HOMEOWNER IS NOT VICTIM OF PREDATORIAL
LENDING AND IS RESPONSIBLE FOR REPAYMENT OF LOAN

 

The defendant-homeowner sought an order vacating the judgment of foreclosure and sale with the defendant’s contention that the plaintiff lending institution engaged in what is often referred to as “predatory lending” under the NYS Banking Law.  The court’s decision indicated that it was not without sympathy for the defendant-homeowner as well as all foreclosure defendants who seek to maintain the family home but could not meet the mortgage responsibilities.  Nonetheless, absent a violation of some statute or other relevant legal principal, “the law does not permit judges to simply ignore payment obligations voluntarily taken on by mortgagors – even if it should have been evident to both lender and borrower that the loan was likely to exceed the borrower’s ability to repay.”
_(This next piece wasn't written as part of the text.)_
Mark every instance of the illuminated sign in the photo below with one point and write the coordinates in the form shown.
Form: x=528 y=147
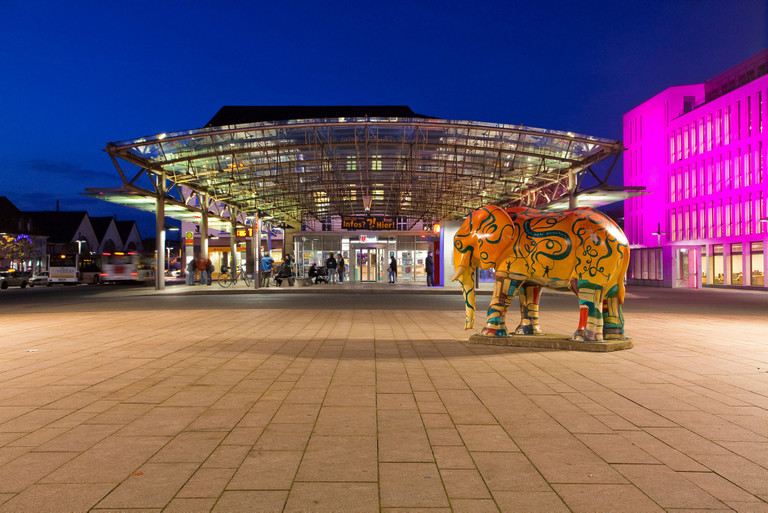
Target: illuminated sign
x=368 y=223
While it may have been true that the lender in this case should not have offered and the borrower should not have accepted the two loans in question; nevertheless, the homeowner was unable to prove anything more than her inability to pay.  She did not demonstrate that there was any fraud on the part of the lender or even any failure to disclose fully the terms of the loans.  The homeowner relied on one statute, Banking Law Section 6-1; however, she was not able to provide any proof that she fell under its protections.  The Banking Laws do not allow borrowers to escape their legal obligations “simply because they borrow too much.”  Their protections are triggered only where certain types of home loans are taken which have been characterized as “high cost” loans.  The loans in question in this case were not of this type.

In order to qualify for the protections of the state statute, the loan has to be a “home loan” which under the law in effect at the time of the transaction meant an amount not to exceed $300,000.  The two loans made by the plaintiff-lender were $83,708 and $334,832 which totaled $418,540.

The plaintiff tried to allege that if the two loans were taken separately, the smaller loan would qualify under the statute.  The court disagreed with this position since a “high cost home loan” is defined as a loan whose interest rate is more than 8% over the yield of Treasury Securities.  (9% if it is a junior/subordinate loan), or one where the total of points and fees payable by the borrower is more than 5% of what was borrowed if the loan was over $50,000 as was the case here.  The homeowner did not introduce any evidence regarding the rate of interest and 5% of $83,708 is $4,185.40, not exceeding $50,000 as required by statute.

The court also declared that the Homeownership and Equity Protection Act of 1994 was not applicable.  That law “provides an even more stringent test where the borrower must show that the percentage interest charged is more than 10% over the comparable treasury rate, or that the total of points and fees exceed 8% of the total loan amount.  The fees charged against the borrower by the lender fell far short of the statutory threshold.

The court determined that it was “left with the unhappy result of a loan that should never have been taken, but which for the defendant is responsible.”  There was no challenge to the procedural aspects of the foreclosure and as a result, the court denied the homeowner’s motion and allowed the foreclosure sale to proceed.  Alliance Mortgage Banking Corp. v. Dobkin, Supreme Court, Nassau County (NYLJ 4/25/2008).